Un véhicule de la compagnie 215 [une compagnie de la sécurité militaire, ndlr] est venu les chercher. Selon Mohammed, qui était avec Ayham, ils ont été emmenés dans une cellule qui faisait 3 mètre par 3, occupée par 70 personnes.

Mohammed a constaté qu'Ayham devenait bleu. L'un des détenus était médecin. Il a compris qu'il faisait une hémorragie interne. Ils ont appelé à l'aide pour qu'il soit transféré en urgence dans un hôpital. Le garde a répondu : "Appelez-nous quand il sera mort." Cinq jours se sont écoulés jusqu'à ce que Mohammed constate qu'il était complètement froid.

Un garde finalement ramené un médecin, lequel a constaté le décès. Ils lui ont collé une étiquette sur le crâne avec un numéro et ils ont emmené le corps. Selon les autres détenus, une vingtaine de corps étaient ramassés chaque jour et transportés vers des fosses communes.

Deux à trois fois par semaine, j'adressais une demande à la justice militaire pour savoir où était Ayham. Et j'obtenais la même réponse : la police niait systématiquement le maintenir en détention. Ça a duré un an et cinq mois. Jusqu'au moment où le régime a décidé de donner des informations aux familles. On m'a remis un papier disant qu'il était décédé d'un arrêt cardiaque et respiratoire.

Ayham, un des milliers de martyrs du régime syrien, a disparu. Il faudra plus de 18 mois pour que sa mère apprenne sa mort.
Ayham, un des milliers de martyrs du régime syrien, a disparu. Il faudra plus de 18 mois pour que sa mère apprenne sa mort. © Radio France / Valérie Crova

Un combat pour la justice

Quand les photos de César sont sorties, j'ai essayé de les regarder, mais c'était trop douloureux. Je ne pouvais pas les regarder tellement les corps étaient suppliciés. Jusqu'à-ce que la photo d'Ayham soit reconnue par l'un de ses amis, qui était avec lui lors de sa détention. Il l'a envoyée à ma sœur pour confirmation. C'est ensuite que je l'ai eue.

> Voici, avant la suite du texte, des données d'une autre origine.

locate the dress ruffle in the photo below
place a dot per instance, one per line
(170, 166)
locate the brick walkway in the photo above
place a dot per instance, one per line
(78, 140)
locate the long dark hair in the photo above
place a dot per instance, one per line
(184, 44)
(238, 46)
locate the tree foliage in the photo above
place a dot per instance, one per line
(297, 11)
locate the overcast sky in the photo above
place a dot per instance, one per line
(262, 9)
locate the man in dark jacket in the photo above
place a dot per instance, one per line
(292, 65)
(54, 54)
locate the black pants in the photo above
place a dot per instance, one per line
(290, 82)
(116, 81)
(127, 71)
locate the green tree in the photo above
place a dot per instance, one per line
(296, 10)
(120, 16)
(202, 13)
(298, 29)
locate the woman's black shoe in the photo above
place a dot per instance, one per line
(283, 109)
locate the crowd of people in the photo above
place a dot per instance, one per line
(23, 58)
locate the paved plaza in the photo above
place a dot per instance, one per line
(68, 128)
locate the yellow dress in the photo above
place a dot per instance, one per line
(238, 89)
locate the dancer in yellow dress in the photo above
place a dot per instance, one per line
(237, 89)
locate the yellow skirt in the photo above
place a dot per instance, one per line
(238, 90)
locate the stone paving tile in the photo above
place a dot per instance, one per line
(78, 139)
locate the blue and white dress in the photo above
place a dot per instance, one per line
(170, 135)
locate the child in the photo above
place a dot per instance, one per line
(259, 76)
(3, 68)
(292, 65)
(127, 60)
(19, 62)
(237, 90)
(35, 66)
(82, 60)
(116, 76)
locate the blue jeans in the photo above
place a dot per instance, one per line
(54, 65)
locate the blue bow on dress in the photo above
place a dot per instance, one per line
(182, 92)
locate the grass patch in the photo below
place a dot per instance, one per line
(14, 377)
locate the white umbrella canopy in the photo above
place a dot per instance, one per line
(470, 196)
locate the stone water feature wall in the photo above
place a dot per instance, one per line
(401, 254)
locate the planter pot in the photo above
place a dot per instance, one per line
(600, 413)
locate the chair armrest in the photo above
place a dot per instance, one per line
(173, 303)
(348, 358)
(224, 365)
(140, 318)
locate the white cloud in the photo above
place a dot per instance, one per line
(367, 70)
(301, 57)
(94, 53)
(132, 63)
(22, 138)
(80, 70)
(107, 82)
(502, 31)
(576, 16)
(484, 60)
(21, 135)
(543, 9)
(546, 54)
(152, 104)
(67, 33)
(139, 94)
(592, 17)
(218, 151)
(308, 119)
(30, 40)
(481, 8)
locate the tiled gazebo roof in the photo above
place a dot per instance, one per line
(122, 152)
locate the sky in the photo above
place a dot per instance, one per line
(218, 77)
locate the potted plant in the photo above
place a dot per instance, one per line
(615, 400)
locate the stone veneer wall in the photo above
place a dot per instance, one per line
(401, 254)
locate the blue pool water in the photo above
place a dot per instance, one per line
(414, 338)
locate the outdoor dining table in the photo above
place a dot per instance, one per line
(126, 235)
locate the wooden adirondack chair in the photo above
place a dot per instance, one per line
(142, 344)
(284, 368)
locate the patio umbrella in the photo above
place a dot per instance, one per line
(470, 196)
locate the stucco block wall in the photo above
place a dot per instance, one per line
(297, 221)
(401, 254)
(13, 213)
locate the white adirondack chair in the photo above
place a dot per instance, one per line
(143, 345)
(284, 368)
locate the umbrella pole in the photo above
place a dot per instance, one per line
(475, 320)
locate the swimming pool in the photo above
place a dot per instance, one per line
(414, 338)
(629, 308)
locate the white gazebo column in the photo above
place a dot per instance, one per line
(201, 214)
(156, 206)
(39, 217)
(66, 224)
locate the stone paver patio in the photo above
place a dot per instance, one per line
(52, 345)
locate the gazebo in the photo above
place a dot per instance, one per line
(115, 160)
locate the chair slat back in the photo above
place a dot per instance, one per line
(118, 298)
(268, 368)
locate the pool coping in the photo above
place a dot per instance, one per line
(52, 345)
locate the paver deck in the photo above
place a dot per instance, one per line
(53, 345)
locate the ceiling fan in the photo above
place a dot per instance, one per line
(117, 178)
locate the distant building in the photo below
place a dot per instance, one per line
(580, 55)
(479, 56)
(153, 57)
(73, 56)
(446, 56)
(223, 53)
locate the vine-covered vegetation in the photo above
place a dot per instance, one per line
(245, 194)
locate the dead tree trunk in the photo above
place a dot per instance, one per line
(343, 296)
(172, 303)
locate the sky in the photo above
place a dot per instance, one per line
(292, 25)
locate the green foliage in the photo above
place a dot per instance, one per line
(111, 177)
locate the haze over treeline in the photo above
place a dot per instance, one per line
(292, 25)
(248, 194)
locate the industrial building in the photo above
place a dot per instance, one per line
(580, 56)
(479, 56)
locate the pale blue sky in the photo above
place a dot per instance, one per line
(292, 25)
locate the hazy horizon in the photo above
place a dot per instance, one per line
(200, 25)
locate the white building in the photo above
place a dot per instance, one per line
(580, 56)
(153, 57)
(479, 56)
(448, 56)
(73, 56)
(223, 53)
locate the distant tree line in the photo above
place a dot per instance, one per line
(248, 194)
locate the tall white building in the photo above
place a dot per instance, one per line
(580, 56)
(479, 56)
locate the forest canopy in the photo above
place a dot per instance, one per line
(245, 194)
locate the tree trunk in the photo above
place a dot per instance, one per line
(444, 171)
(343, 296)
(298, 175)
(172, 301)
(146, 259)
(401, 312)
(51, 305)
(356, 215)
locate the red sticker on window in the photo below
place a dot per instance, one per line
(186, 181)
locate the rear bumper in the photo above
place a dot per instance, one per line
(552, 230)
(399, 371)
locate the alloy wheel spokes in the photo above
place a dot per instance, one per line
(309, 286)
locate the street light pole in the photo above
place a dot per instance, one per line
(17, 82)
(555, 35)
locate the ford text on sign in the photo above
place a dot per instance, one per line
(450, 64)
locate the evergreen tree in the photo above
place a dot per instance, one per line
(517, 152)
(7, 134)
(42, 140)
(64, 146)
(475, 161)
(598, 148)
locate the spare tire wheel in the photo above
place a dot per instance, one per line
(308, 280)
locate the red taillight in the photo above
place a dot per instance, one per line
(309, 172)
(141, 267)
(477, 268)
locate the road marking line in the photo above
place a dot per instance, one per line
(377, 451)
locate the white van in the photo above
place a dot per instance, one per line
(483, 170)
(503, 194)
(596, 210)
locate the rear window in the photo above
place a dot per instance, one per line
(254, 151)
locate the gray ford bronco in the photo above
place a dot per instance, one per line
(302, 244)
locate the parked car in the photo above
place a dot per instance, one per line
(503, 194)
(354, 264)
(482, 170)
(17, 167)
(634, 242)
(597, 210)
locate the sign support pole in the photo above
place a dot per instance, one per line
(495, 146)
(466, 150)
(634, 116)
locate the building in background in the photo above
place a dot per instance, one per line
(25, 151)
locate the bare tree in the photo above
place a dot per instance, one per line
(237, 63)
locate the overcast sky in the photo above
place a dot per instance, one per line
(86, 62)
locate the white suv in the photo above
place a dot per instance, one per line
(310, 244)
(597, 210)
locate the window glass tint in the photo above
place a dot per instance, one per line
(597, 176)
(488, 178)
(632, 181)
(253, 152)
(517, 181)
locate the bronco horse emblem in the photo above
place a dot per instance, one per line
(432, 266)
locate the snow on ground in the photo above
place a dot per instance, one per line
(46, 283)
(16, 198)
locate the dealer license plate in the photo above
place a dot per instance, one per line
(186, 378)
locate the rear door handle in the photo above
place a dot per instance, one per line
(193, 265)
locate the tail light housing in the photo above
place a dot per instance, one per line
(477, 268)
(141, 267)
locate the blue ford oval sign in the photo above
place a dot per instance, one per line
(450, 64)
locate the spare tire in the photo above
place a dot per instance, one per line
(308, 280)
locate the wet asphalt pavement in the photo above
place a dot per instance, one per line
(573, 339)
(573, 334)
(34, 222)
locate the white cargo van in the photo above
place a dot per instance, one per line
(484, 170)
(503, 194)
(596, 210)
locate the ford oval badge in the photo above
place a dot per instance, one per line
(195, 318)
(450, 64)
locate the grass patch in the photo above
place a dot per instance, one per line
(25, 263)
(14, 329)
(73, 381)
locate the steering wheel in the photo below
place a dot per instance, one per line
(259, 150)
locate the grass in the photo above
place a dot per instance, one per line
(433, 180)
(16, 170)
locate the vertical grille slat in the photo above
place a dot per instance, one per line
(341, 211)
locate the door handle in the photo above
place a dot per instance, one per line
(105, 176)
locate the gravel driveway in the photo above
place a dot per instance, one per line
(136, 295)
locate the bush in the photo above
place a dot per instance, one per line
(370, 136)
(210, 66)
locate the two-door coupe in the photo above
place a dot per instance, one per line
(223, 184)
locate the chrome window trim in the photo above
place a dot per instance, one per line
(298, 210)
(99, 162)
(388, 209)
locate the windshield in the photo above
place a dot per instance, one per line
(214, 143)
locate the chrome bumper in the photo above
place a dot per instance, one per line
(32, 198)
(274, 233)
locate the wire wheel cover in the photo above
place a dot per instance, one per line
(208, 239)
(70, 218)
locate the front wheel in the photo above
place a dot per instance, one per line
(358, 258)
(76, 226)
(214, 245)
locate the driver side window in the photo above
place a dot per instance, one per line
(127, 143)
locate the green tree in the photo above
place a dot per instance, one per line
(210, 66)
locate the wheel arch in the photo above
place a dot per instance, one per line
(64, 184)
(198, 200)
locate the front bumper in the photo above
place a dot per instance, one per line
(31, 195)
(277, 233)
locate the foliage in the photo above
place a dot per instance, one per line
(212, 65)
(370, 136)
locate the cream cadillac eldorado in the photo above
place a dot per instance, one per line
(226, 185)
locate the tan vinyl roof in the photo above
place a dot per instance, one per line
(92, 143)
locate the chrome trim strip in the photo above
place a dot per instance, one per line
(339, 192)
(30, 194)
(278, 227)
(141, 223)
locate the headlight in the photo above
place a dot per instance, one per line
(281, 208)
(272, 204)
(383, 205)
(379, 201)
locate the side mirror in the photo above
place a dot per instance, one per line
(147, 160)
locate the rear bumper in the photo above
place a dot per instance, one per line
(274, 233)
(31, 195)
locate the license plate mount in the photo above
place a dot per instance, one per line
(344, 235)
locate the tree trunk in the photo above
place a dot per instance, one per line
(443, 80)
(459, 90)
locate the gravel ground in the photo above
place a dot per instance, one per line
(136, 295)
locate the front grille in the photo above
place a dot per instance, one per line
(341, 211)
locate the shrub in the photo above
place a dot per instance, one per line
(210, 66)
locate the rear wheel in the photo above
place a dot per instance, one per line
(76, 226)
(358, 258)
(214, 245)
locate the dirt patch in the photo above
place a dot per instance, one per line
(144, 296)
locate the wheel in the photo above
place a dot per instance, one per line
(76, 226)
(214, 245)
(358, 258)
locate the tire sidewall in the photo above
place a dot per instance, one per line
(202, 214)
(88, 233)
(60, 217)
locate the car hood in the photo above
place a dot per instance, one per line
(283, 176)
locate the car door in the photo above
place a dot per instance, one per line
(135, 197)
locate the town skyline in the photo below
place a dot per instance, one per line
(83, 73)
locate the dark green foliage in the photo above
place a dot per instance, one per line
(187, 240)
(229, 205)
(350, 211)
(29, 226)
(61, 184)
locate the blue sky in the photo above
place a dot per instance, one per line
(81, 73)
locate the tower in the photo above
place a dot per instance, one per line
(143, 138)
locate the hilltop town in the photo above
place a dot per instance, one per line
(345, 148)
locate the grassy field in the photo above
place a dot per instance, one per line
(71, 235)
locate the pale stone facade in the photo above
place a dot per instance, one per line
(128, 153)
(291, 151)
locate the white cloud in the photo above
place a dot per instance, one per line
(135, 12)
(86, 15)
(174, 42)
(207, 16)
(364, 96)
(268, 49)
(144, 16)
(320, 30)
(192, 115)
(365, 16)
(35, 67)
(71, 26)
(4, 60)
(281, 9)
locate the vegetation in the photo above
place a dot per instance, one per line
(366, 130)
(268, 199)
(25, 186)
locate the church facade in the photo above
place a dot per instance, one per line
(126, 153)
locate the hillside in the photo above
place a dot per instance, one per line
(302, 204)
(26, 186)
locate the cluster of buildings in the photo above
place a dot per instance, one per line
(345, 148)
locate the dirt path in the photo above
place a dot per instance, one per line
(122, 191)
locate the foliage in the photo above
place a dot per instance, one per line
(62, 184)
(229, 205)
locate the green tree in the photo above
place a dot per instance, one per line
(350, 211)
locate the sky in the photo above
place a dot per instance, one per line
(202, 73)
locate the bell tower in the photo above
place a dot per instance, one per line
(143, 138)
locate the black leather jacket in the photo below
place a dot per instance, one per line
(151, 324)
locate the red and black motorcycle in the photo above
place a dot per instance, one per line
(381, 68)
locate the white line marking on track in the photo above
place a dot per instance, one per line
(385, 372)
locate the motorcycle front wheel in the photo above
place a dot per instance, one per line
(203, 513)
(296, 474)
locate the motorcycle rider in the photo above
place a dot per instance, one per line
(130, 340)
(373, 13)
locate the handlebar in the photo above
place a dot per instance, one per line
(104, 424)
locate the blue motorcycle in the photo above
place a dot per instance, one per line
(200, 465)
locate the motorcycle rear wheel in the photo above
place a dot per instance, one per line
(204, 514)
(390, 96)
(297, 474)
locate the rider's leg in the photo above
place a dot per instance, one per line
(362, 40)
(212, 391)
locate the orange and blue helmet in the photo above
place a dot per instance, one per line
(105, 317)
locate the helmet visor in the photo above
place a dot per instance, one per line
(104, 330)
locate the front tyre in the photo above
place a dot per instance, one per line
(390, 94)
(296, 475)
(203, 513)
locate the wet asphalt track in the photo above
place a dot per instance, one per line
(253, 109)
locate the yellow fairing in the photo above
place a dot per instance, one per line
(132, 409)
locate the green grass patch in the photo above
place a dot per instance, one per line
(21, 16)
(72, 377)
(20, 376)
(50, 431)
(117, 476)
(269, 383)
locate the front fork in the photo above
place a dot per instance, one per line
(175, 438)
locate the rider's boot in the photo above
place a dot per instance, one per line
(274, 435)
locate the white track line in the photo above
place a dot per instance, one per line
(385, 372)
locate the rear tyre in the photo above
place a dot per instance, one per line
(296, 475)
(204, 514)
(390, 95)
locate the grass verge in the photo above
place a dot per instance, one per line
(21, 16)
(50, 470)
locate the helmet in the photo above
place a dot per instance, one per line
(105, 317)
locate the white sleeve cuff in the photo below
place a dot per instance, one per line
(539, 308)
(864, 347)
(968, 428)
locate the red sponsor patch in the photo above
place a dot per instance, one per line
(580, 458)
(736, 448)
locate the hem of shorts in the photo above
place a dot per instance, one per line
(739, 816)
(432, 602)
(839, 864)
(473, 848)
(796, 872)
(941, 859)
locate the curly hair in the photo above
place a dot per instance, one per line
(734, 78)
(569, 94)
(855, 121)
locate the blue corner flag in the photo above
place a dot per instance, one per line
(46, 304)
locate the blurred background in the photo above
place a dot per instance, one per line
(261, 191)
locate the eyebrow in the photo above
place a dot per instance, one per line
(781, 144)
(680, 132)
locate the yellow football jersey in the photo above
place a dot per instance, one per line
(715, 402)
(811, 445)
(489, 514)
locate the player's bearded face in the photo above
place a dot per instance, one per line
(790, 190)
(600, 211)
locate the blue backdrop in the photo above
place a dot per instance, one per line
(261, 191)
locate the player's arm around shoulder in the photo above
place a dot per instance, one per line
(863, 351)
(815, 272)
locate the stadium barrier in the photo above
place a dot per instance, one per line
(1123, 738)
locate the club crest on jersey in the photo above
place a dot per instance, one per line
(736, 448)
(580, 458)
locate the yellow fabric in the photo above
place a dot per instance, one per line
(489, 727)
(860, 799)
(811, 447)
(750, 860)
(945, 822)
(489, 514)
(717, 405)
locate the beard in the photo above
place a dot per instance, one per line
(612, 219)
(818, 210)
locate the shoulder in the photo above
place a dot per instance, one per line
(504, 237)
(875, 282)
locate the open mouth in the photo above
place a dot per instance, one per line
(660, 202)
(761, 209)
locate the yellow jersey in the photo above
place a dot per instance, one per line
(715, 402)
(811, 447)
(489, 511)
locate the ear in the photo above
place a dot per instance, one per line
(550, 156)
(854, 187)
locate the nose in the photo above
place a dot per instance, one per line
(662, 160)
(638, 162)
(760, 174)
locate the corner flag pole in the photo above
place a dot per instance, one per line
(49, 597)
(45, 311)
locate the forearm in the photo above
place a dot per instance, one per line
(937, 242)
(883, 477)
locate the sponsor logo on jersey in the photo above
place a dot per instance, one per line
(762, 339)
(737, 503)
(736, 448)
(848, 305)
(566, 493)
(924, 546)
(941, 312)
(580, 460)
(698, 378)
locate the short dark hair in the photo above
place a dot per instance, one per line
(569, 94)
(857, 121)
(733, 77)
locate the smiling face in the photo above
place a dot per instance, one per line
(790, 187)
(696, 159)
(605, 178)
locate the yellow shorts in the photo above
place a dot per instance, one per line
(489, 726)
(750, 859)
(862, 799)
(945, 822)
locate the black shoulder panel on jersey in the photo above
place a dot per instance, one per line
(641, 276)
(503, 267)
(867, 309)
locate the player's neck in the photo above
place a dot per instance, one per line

On a pu le reconnaître avec certitude sur la photo. Elle me suffit comme preuve."

Mon combat, je le mène aussi pour toutes les autres mères qui ont perdu leurs proches sous la torture. On demande que les corps nous soient rendus et, surtout, que justice soit faite, que ceux qui ont commis ces actes soient tenus responsables.